Based on interactions between these constructions and constructions like Raising, Cleft, Nonsubject Wh-interrogative and Auxiliary Initial (SAI), we propose a lexicalist approach to this family of constructions, in which they are licensed through a combination of listemes, derivational constructions and inflectional constructions (Sag 2012). One virtue of this approach in our view is that it permits us to separate the External Argument (XARG) role from that of agreement ‘trigger’. While agreement features are included in referential indices (as per Pollard and Sag 1994: CH 2), subject behaviors like raising and control of a tag subject are a function of XARG status—a status occupied, e.g., by the prepositional argument in Prepositional (‘Locative’) Inversion. We defend the view that subject diagnostics discern the XARG properties of the oblique preverbal expression against recent attempts to debunk these diagnostics, in particular Postal 2004 and Bruening 2010. We further demonstrate that a derivational approach to Prepositional Inversion enables us to capture the distinction between complement and non-complement locative PPs, as discussed (in our view less than fully adequately) by Bresnan 1994, among others. This account provides a simple description of agreement variability—attestation of both canonical and ‘backwards agreement’ patterns in equative clauses (Corbett 2006: 63-64). We posit
an equative be listeme in which both arguments in the identity relation are nominative, leveraging the fact that an inflectional construction requires only that some argument in the ARG-ST list of the daughter lexeme be nominative, not a particular one. When both arguments are nominative, as in the case of equative be, the inflectional construction can monitor agreement features of either the XARG or the non-XARG argument.

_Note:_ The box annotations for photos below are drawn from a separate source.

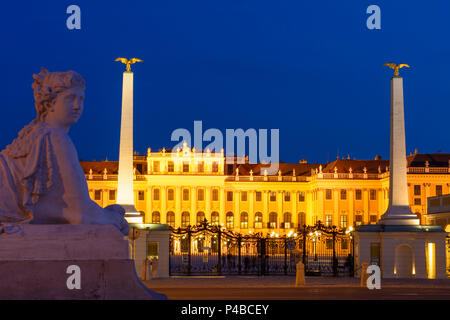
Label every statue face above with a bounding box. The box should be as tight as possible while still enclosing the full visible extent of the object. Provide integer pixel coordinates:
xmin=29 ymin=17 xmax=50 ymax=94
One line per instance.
xmin=45 ymin=87 xmax=84 ymax=130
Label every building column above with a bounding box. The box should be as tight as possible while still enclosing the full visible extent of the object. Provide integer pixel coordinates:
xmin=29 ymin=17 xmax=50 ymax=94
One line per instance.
xmin=144 ymin=186 xmax=153 ymax=223
xmin=219 ymin=187 xmax=227 ymax=226
xmin=331 ymin=189 xmax=341 ymax=228
xmin=316 ymin=189 xmax=325 ymax=224
xmin=291 ymin=191 xmax=299 ymax=227
xmin=175 ymin=186 xmax=181 ymax=228
xmin=233 ymin=191 xmax=241 ymax=228
xmin=362 ymin=189 xmax=370 ymax=223
xmin=348 ymin=189 xmax=355 ymax=226
xmin=189 ymin=187 xmax=197 ymax=226
xmin=248 ymin=190 xmax=255 ymax=229
xmin=160 ymin=186 xmax=167 ymax=224
xmin=205 ymin=187 xmax=211 ymax=223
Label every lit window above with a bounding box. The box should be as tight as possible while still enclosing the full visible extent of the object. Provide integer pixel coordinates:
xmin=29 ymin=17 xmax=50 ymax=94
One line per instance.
xmin=284 ymin=191 xmax=291 ymax=202
xmin=152 ymin=211 xmax=161 ymax=223
xmin=153 ymin=188 xmax=159 ymax=200
xmin=255 ymin=212 xmax=263 ymax=229
xmin=241 ymin=212 xmax=248 ymax=229
xmin=226 ymin=212 xmax=234 ymax=229
xmin=298 ymin=191 xmax=305 ymax=202
xmin=197 ymin=189 xmax=205 ymax=201
xmin=183 ymin=189 xmax=189 ymax=201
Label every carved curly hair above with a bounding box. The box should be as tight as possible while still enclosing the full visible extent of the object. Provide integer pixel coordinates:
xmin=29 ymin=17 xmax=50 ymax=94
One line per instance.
xmin=31 ymin=67 xmax=86 ymax=121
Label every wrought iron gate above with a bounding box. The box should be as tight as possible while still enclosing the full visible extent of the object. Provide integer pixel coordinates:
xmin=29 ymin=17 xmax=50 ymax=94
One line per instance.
xmin=170 ymin=220 xmax=353 ymax=276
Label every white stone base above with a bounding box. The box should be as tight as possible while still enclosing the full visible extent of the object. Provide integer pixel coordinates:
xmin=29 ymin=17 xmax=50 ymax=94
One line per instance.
xmin=355 ymin=226 xmax=447 ymax=279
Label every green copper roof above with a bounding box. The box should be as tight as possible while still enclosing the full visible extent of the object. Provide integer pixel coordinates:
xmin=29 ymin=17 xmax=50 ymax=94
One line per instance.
xmin=355 ymin=224 xmax=445 ymax=232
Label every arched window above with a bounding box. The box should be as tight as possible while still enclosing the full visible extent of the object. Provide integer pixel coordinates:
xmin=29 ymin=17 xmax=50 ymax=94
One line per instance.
xmin=166 ymin=211 xmax=175 ymax=228
xmin=255 ymin=212 xmax=263 ymax=229
xmin=211 ymin=211 xmax=219 ymax=226
xmin=284 ymin=212 xmax=292 ymax=229
xmin=226 ymin=212 xmax=234 ymax=229
xmin=152 ymin=211 xmax=161 ymax=223
xmin=181 ymin=211 xmax=189 ymax=228
xmin=197 ymin=211 xmax=205 ymax=224
xmin=298 ymin=212 xmax=306 ymax=228
xmin=241 ymin=212 xmax=248 ymax=229
xmin=269 ymin=212 xmax=278 ymax=229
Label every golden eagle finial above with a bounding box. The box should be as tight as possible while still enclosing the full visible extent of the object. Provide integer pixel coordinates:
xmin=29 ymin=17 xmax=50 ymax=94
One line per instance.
xmin=383 ymin=62 xmax=409 ymax=77
xmin=114 ymin=58 xmax=144 ymax=72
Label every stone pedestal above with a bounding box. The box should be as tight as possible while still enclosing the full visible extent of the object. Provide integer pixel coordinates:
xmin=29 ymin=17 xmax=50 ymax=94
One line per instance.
xmin=0 ymin=224 xmax=166 ymax=300
xmin=355 ymin=225 xmax=447 ymax=279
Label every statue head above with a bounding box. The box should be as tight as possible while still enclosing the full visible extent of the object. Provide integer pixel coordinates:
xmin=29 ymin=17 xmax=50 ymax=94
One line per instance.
xmin=32 ymin=68 xmax=86 ymax=129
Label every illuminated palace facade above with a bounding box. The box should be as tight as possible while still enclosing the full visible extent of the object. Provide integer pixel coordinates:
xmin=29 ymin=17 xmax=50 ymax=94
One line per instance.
xmin=81 ymin=144 xmax=450 ymax=235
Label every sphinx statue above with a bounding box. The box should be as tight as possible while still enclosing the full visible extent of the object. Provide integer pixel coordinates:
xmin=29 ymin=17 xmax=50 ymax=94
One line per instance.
xmin=0 ymin=68 xmax=129 ymax=235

We observe that previous approaches to Prepositional Inversion, for example, have been forced to adopt special theoretical apparatus to account for the fact that properties of canonical subjects are distributed over two different constituents.  We show that SBCG, by contrast, is able to accommodate this grammatically unusual state of affairs succinctly, in a uniform analysis that accounts for all of the formal and interpretational commonalities and differences among the five constructions.

References

Bresnan, J. (1994). Locative inversion and the architecture of universal grammar. Language 70, 72-131.

Bruening, B. (2010). Language-particular syntactic rules and constraints: English locative inversion and do-support. Language 86, 43-84.

Corbett, G. (2006). Agreement. Cambridge: Cambridge University Press.

Pollard, C. and I.A. Sag (1994). Head-Driven Phrase Structure Grammar. University of Chicago Press.

Postal, P. M. (2004). A Paradox in English Syntax. Skeptical Linguistic Essays. Oxford: Oxford University Press. 15-82.

Sag, I.A. (2012). Sign Based Construction Grammar: An Informal  Synopsis. In Boas, H. C., & I.A. Sag, (eds.), Sign-Based Construction Grammar. Stanford: CSLI Publications. 69-202.